Could this video also be about the rest of us?

Sometime between 2500 BC and 2000 BC, humanity took a giant leap forward, as our ancestors started understanding that numbers were pure abstractions and that one system alone was enough to count everything, i.e., the same number can be applied to three cows, three farmers, three houses, etc.  Think how revolutionary and abstract was the idea that a certain number of coins could represent a certain amount of goods. The so-called “digital economy” is now upon us.

But what does it mean if not for the abstract –and yes mathematical– representations of goods, services, phenomena, and knowledge so that we can identify them, evaluate them, trade them, secure them, and multiply them more efficiently. And guess what! These representations are becoming more and more abstract, hence often less and less understood by more and more of us. Policy makers ought to be the first to gauge their impact on societies. They should be first to comprehend that these abstract constructs are as concrete and consequential as can be. 

It has been reported that certain empowered policy makers in Ottawa think that “Pure Mathematics” qualifies as “Philosophy” or “Art”, with the implicit implication that it doesn’t deserve the same support as other disciplines, which have a more direct impact on “innovation” and hence the economy.

So that’s what they think of the language of science, the enabler of technology, the framework for precision, uncertainty and chance, the “public key” to the mailbox, the cornerstone of coding and decryption, and ultimately of our privacy and our security.

Then, I saw the following terrifying display. It can of course be described as a bad joke, but still it is a telling caricature of what could explain faulty and uninformed decision-making by people holding positions of stewardship of Canadian science and technology.

But what if the relentless Mathematization and Digitization of society is making our own existence a bit too abstract.  More later.

This entry was posted in Op-eds, R&D Policy. Bookmark the permalink.

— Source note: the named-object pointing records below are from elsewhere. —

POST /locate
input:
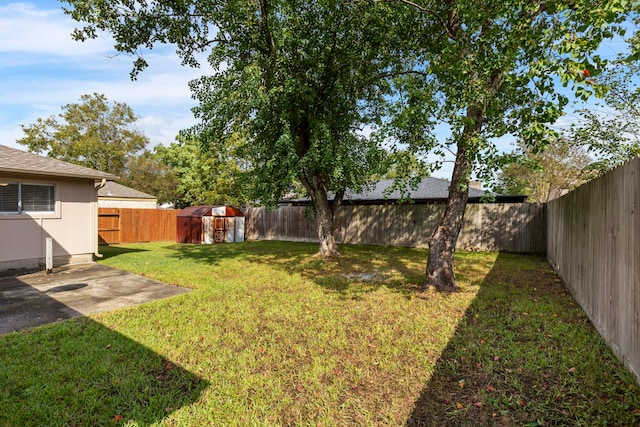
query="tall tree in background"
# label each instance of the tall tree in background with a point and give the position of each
(147, 173)
(295, 77)
(548, 174)
(205, 177)
(487, 69)
(610, 130)
(93, 133)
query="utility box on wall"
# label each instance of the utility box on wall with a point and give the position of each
(210, 224)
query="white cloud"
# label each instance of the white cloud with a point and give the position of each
(44, 69)
(27, 29)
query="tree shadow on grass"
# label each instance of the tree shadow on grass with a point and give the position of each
(113, 251)
(526, 354)
(360, 269)
(81, 373)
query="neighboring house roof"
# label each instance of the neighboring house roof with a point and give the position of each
(17, 161)
(119, 191)
(432, 190)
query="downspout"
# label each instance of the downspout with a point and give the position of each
(95, 236)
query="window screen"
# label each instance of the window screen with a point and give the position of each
(9, 197)
(38, 198)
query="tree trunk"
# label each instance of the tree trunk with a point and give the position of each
(328, 246)
(442, 243)
(324, 216)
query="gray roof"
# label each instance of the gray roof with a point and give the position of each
(119, 191)
(17, 161)
(428, 189)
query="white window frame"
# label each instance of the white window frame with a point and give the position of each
(20, 210)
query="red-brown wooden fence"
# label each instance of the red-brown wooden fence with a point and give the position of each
(125, 225)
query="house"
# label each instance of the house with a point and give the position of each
(47, 208)
(114, 195)
(429, 190)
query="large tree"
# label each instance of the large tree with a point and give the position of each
(93, 133)
(487, 69)
(610, 129)
(203, 176)
(298, 79)
(148, 173)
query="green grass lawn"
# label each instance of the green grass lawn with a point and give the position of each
(273, 336)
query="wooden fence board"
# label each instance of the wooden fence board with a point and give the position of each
(594, 245)
(508, 227)
(128, 225)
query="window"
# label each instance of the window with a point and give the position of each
(9, 199)
(17, 197)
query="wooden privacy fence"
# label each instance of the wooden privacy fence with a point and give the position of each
(125, 225)
(594, 245)
(496, 226)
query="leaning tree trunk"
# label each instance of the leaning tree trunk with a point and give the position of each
(328, 247)
(442, 243)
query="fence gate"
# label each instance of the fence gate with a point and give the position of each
(108, 226)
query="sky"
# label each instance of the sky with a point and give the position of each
(42, 69)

7 Responses to Could this video also be about the rest of us?

  1. Ben Webster says:

    It’s really unclear from what you’ve written if you recognize that that video was a joke. Of course, the actual evolution one was kind of scary, but slightly terrifying opposition to evolution is something at least I’ve gotten used to at this point.

    • Ghoussoub says:

      I haven’t seen the “evolution” video, as I was focussing on the math. Yes, I am aware that the video is a joke and I fixed the language around it to clarify this point.
      Many thanks.

  2. James Colliander says:

    Pure math is artistic, philosophical and also fundamental to the quality thinking required for science and engineering advances. Can you be more precise about the report on “empowered policy makers”? Who thinks pure math should be reclassified with philosophy and art?

    • Ghoussoub says:

      Jim, I don’t normally name names when information is not first-hand. This said, do you have any doubt about how mis-understood Pure and Applied mathematics are in Ottawa? … assuming they know the difference.

  3. I agree that pure mathematics is much like art and philosophy while profoundly disagreeing that this means it is irrelevant and undeserving of funding. Math, like art and philosophy, should be funded well precisely because it is fundamental to understanding our world.

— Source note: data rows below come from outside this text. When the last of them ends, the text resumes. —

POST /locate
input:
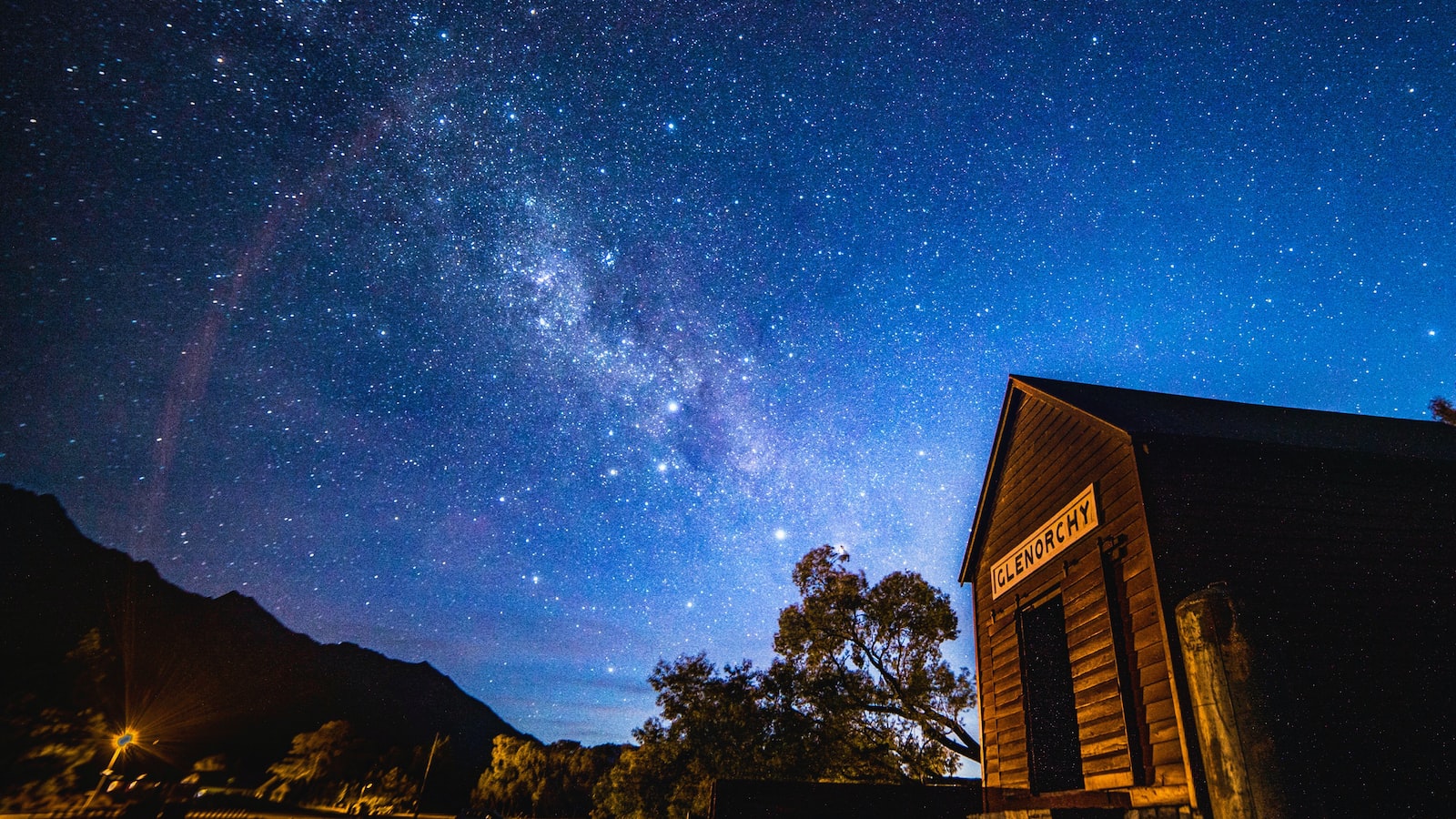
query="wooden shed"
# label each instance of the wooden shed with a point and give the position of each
(1219, 608)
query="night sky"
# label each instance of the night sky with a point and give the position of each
(538, 341)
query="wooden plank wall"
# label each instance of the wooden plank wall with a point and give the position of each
(1053, 453)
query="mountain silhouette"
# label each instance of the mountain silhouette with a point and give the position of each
(87, 627)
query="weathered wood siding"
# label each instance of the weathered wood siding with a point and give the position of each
(1047, 455)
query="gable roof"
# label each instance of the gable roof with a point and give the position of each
(1142, 414)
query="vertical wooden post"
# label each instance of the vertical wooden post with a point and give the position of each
(1228, 710)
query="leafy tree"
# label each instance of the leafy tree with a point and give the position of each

    Of course our current government is not actually much interested in understanding, evidence or anything else mathematicians, philosophers or artists hold dear. Nor are they interested in facts about the very real contributions those disciplines (or any others) make to our economy or culture. At least that’s what the evidence of their behaviour seems to suggest.

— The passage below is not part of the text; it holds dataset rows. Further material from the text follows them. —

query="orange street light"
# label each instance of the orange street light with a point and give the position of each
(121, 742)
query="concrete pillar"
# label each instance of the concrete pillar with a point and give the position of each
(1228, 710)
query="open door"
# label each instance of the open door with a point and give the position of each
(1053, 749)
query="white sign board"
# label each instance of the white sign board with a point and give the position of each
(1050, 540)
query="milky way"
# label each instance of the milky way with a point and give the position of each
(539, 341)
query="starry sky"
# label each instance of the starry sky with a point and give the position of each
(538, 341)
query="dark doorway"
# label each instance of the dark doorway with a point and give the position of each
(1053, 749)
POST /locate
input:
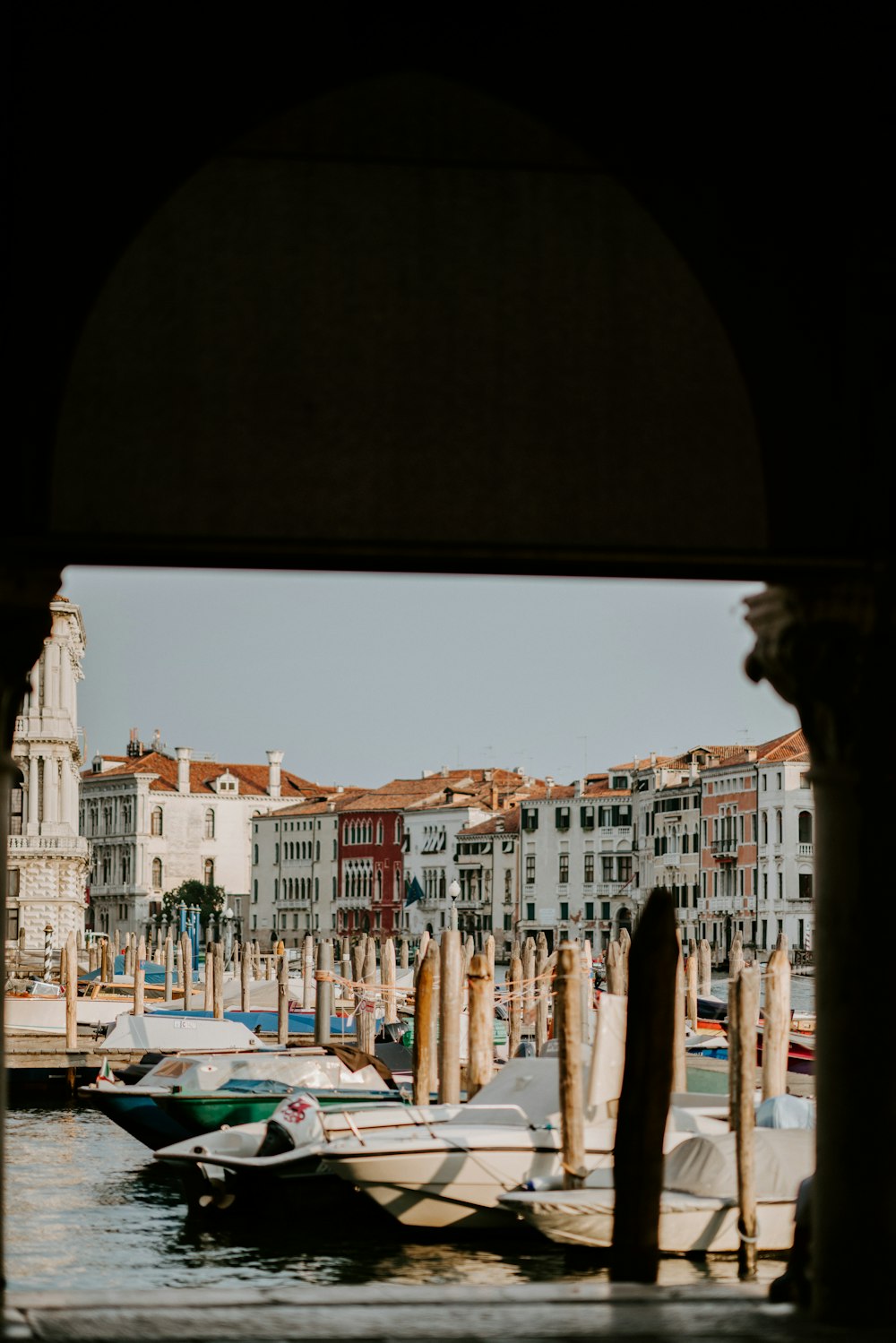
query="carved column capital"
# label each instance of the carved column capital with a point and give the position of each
(829, 651)
(24, 618)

    In other words, I don’t think they have any special beef with mathematics.

  4. Ghoussoub says:

    While all creative activities are some kind of an art form or another, I personally believe that mathematics is much closer to science and technology than to philosophy. The NSA, NASA, Google and brokerage firms (corrupt or not) have good reasons to hire mathematicians and not philosophers. The completion of the Manhattan project required John Von Neumann and Stan Ulam, and did not need a Jean-Paul Sartre nor an Alain. Though Oppenheimer got philosophical at the end…
    As to the rest, there is evidence that politicians appreciate more the role of mathematics in society than some empowered bureaucrats.

  5. Nilima says:

    Maybe we, as a community, also do ourselves a disservice. The message is that math is important, central and vital…. and the ‘pay-off’ is on the timescale of decades. We’re incensed that government funding is tied to ‘commercialization’ . We argue loudly against measuring outcomes someone outside our discipline can measure. We don’t have labs, and we don’t readily fit the ‘background-methods-experiments-results’ framework. We address questions most lay people can’t formulate, and probably care about as much as they care about angels dancing on pin heads. From the outside, then, someone may reasonably believe what we do in our offices is closer to philosophy than, say, biology. Theoretical Physics, under this description, is also closer to philosophy – except they have grand conjectures, mysterious particles and the origins of the Universe to talk about.

    For the record, I actually do think mathematical research is closer to science, that basic science should be funded, and tying dollars to commercialization is bone-headed. In this we aren’t any different from the other basic sciences. But if blame is to be apportioned, there’s some coming our way.